We conduct extensive experiments on several few-shot learning datasets.
- Score: 48.463122399494175
- License: http://arxiv.org/licenses/nonexclusive-distrib/1.0/
- Abstract: Few-shot learning is a fundamental and challenging problem since it requires
recognizing novel categories from only a few examples. The objects for
recognition have multiple variants and can locate anywhere in images. Directly
comparing query images with example images can not handle content misalignment.
The representation and metric for comparison are critical but challenging to
learn due to the scarcity and wide variation of the samples in few-shot
learning.
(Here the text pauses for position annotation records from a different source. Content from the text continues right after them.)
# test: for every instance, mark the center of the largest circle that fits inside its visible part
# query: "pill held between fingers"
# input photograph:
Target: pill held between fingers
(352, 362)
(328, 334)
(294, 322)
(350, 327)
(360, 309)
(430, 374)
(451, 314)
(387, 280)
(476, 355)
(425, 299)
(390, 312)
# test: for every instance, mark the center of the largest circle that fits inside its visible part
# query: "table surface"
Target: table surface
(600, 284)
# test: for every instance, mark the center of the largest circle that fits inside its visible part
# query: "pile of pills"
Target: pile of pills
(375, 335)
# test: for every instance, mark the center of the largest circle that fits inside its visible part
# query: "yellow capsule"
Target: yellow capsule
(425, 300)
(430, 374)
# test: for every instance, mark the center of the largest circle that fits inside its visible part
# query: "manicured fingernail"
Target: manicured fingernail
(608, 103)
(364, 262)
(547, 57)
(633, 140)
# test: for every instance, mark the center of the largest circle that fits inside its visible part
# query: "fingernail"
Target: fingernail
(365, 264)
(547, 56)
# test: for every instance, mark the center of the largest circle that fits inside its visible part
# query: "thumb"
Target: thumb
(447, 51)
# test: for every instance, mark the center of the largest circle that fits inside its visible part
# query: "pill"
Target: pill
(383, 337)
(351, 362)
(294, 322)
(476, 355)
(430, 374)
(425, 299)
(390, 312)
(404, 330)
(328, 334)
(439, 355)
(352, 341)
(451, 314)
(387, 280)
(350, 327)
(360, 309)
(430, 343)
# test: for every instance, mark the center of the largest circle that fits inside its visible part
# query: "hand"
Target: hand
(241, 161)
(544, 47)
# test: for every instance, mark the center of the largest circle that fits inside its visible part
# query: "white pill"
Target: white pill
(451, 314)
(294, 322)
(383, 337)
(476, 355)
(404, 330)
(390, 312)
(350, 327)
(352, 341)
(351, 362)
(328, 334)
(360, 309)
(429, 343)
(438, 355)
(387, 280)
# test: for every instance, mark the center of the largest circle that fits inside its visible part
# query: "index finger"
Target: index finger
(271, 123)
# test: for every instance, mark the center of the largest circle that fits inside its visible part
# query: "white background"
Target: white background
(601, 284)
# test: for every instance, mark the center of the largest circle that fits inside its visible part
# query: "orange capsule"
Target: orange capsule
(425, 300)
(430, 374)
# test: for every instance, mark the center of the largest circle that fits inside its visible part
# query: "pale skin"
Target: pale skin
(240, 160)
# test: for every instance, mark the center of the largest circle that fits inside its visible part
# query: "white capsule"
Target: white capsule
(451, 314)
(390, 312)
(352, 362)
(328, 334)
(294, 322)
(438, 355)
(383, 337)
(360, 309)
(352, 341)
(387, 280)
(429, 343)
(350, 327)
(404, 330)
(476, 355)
In this paper, we present a novel semantic alignment model to compare
relations, which is robust to content misalignment. We propose to add two key
ingredients to existing few-shot learning frameworks for better feature and
metric learning ability. First, we introduce a semantic alignment loss to align
the relation statistics of the features from samples that belong to the same
category. And second, local and global mutual information maximization is
introduced, allowing for representations that contain locally-consistent and
intra-class shared information across structural locations in an image.
Thirdly, we introduce a principled approach to weigh multiple loss functions by
considering the homoscedastic uncertainty of each stream. We conduct extensive
experiments on several few-shot learning datasets. Experimental results show
that the proposed method is capable of comparing relations with semantic
alignment strategies, and achieves state-of-the-art performance.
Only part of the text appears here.